The concept of modes and mode selection is common in the kinds of applications I draft and prosecute. Modes are almost always mutually exclusive, so the system is in one of the supported modes at a time. Therefore, using "or" when describing mode behavior seems natural to me, and I would interpret the above limitation as a button that selects between the two modes.

The Board's footnote in Nguyen suggests that the Board would interpret this limitation differently:
We note that the "single button" of claim 1 also reads on a button that merely selects either a write mode or pan mode, i.e., not necessarily both.
I read this as "a button that selects write mode reads on the claimed button; a button that selects pan mode reads on this button; the button doesn't have to toggle between the two." Whereas my interpretation of the claimed button does require the button to toggle between the two.

This is the first Board decision I recall that suggested this interpretation, but I've definitely run across Examiners who treat the phrase "X or Y" as permission to find only one of them in the reference. You can try to convince the Examiner (or the Board) that "or" doesn't always have such a narrow meaning, but I think this claim language might work better: "a single button for controlling said means for operating to allow a said user to select BETWEEN said write mode AND said pan mode."

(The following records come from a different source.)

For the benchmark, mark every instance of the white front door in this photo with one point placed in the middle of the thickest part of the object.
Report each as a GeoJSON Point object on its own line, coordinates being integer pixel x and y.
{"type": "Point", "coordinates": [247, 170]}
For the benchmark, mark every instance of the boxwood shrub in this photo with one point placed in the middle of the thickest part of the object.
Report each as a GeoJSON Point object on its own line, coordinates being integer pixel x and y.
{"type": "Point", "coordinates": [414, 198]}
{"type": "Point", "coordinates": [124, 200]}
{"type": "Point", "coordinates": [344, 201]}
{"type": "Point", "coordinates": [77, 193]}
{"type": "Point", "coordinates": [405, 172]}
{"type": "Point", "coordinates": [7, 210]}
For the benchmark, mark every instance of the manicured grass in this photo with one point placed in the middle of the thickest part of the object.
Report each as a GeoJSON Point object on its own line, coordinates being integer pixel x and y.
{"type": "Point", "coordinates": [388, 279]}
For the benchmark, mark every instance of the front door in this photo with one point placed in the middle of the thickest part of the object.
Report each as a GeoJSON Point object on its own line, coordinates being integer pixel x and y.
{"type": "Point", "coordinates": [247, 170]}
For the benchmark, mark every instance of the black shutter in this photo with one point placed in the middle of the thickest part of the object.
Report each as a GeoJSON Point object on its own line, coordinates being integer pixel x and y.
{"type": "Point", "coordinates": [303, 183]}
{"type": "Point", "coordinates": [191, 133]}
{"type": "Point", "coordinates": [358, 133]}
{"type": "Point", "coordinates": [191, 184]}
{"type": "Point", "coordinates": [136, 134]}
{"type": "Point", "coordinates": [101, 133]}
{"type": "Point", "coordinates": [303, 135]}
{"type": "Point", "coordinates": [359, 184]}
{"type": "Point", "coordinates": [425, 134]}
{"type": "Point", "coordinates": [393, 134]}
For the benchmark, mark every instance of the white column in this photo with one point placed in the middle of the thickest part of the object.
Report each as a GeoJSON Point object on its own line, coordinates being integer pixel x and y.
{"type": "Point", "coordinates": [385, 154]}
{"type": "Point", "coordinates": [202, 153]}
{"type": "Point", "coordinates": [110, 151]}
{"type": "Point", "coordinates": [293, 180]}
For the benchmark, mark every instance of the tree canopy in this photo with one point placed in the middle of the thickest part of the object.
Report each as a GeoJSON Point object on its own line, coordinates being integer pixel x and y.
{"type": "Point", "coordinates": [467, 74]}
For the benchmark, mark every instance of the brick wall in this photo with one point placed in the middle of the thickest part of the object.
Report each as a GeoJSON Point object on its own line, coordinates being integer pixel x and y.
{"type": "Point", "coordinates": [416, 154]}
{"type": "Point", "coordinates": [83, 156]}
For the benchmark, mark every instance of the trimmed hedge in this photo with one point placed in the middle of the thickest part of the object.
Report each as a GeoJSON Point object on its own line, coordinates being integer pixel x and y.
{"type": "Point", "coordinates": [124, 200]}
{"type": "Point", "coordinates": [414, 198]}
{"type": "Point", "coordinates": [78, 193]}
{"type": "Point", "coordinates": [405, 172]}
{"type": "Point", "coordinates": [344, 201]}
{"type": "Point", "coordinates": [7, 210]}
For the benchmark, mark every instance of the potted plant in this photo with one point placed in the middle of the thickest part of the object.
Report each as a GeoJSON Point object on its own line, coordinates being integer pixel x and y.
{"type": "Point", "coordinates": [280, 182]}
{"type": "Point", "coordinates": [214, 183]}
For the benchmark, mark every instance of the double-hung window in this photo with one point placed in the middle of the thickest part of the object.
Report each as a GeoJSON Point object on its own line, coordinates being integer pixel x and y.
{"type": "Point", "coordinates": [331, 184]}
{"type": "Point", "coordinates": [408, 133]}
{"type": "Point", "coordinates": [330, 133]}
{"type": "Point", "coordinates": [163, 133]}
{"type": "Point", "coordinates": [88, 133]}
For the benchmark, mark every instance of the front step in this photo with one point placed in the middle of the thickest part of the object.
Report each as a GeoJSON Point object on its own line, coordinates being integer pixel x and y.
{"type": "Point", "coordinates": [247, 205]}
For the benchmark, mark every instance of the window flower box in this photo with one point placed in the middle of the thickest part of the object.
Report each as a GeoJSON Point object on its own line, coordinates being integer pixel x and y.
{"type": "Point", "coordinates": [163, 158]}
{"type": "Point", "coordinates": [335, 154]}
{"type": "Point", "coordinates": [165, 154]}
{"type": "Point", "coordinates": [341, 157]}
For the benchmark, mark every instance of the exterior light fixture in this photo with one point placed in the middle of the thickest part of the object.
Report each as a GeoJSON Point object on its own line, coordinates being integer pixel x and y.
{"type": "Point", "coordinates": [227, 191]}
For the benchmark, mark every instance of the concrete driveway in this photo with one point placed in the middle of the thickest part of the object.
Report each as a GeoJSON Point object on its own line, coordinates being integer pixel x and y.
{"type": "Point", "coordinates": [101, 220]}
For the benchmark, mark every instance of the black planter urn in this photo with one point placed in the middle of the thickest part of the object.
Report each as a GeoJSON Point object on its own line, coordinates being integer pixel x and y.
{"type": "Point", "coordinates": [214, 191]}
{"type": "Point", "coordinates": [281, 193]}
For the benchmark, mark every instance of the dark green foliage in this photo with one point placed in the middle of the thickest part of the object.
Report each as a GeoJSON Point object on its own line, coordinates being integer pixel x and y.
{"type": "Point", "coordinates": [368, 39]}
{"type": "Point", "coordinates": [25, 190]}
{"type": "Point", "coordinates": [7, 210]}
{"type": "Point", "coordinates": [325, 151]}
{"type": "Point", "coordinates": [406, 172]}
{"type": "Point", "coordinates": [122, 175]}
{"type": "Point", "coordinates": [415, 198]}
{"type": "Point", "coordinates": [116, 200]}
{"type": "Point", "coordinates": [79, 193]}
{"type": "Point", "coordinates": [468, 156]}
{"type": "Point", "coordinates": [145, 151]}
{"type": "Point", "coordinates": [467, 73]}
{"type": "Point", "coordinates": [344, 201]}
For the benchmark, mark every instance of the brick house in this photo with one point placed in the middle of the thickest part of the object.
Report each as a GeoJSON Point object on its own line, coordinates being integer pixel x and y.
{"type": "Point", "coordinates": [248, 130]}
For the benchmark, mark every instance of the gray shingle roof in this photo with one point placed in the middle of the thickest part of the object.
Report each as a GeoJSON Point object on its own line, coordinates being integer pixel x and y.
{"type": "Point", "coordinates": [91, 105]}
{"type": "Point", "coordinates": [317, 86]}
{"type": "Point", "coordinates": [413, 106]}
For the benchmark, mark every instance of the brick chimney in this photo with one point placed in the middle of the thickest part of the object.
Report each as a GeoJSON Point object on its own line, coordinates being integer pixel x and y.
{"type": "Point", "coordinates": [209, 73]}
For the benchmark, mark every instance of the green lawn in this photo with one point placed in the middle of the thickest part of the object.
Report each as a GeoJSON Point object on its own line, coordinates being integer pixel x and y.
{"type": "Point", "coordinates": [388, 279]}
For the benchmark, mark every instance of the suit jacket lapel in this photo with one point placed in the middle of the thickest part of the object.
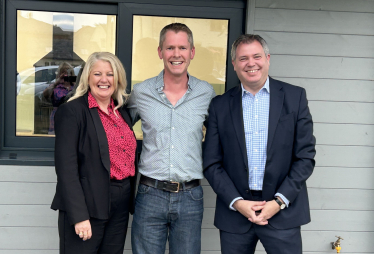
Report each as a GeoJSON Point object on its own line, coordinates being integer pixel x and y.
{"type": "Point", "coordinates": [237, 120]}
{"type": "Point", "coordinates": [125, 116]}
{"type": "Point", "coordinates": [101, 135]}
{"type": "Point", "coordinates": [276, 104]}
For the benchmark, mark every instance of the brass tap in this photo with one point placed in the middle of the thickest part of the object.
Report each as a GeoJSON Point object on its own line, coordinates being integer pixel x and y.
{"type": "Point", "coordinates": [336, 244]}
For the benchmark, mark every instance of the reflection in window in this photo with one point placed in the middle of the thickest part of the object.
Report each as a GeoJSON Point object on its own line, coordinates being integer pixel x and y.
{"type": "Point", "coordinates": [209, 64]}
{"type": "Point", "coordinates": [51, 51]}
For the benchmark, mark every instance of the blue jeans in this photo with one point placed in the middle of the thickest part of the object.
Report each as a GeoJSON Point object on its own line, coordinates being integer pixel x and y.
{"type": "Point", "coordinates": [160, 216]}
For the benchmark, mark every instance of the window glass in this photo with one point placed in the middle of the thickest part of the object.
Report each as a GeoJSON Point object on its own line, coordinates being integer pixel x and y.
{"type": "Point", "coordinates": [52, 48]}
{"type": "Point", "coordinates": [210, 40]}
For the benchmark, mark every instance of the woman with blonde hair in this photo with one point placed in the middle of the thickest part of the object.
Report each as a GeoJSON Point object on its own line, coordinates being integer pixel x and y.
{"type": "Point", "coordinates": [95, 161]}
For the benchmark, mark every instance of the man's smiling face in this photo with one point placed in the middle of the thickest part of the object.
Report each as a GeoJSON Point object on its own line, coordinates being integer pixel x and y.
{"type": "Point", "coordinates": [176, 53]}
{"type": "Point", "coordinates": [251, 65]}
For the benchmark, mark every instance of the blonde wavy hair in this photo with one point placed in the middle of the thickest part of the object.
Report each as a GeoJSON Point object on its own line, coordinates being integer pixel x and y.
{"type": "Point", "coordinates": [119, 76]}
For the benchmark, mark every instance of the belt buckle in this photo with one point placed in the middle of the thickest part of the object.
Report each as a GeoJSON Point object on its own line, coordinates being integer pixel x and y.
{"type": "Point", "coordinates": [177, 187]}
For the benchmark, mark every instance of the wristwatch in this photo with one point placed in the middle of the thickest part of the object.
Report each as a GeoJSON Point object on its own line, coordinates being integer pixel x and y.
{"type": "Point", "coordinates": [282, 206]}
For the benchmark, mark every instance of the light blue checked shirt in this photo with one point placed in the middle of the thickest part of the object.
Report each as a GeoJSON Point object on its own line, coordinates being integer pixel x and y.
{"type": "Point", "coordinates": [256, 125]}
{"type": "Point", "coordinates": [172, 135]}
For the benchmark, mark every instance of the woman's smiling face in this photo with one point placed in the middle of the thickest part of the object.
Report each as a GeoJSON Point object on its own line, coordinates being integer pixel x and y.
{"type": "Point", "coordinates": [101, 81]}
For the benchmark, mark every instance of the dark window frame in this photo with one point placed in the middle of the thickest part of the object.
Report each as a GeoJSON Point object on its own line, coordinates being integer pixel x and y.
{"type": "Point", "coordinates": [40, 150]}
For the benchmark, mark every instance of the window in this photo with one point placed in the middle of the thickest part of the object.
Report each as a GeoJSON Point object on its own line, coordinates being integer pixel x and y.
{"type": "Point", "coordinates": [52, 47]}
{"type": "Point", "coordinates": [30, 30]}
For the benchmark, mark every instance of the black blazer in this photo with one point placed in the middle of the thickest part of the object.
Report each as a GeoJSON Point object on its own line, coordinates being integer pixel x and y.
{"type": "Point", "coordinates": [82, 162]}
{"type": "Point", "coordinates": [289, 163]}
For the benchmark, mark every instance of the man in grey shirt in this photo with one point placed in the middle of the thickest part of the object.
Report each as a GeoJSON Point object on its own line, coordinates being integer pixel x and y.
{"type": "Point", "coordinates": [172, 107]}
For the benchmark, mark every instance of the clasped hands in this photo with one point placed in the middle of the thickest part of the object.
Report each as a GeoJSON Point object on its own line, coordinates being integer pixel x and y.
{"type": "Point", "coordinates": [83, 230]}
{"type": "Point", "coordinates": [250, 209]}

One weakness I can see with my proposed claim language is this: what if there modes other than write and pan? Will the accused infringer attempt to argue that your claim requires switching between exactly these two modes?


  1. I suspect that the Board interpretation may have been made in the context of the "on-screen icon" under debate. While two different icons can be used to select the two modes (write and pan), obviously, a single icon cannot be used as a multi-mode switch i.e. greater than two modes. (If used for selection between ONLY two modes the "inactivated" state of the icon will correspond to one of the two modes.)
    Of course, the bad news is that some Examiners reading the Board decision will be tempted to generally treat other OR conditional statements in this "devious" manner.
    On the other hand, if the invention is truly directed at a "manually actuated button" the claim wording may be changed to indicate that the write mode is selected by placing the button in a first state/position, and the pan mode is selected by placing the button in a second state/position (thereby tying both selections (via the state/position wording), to one single button). Incidentally, the wording would not preclude the button from being used to select additional modes.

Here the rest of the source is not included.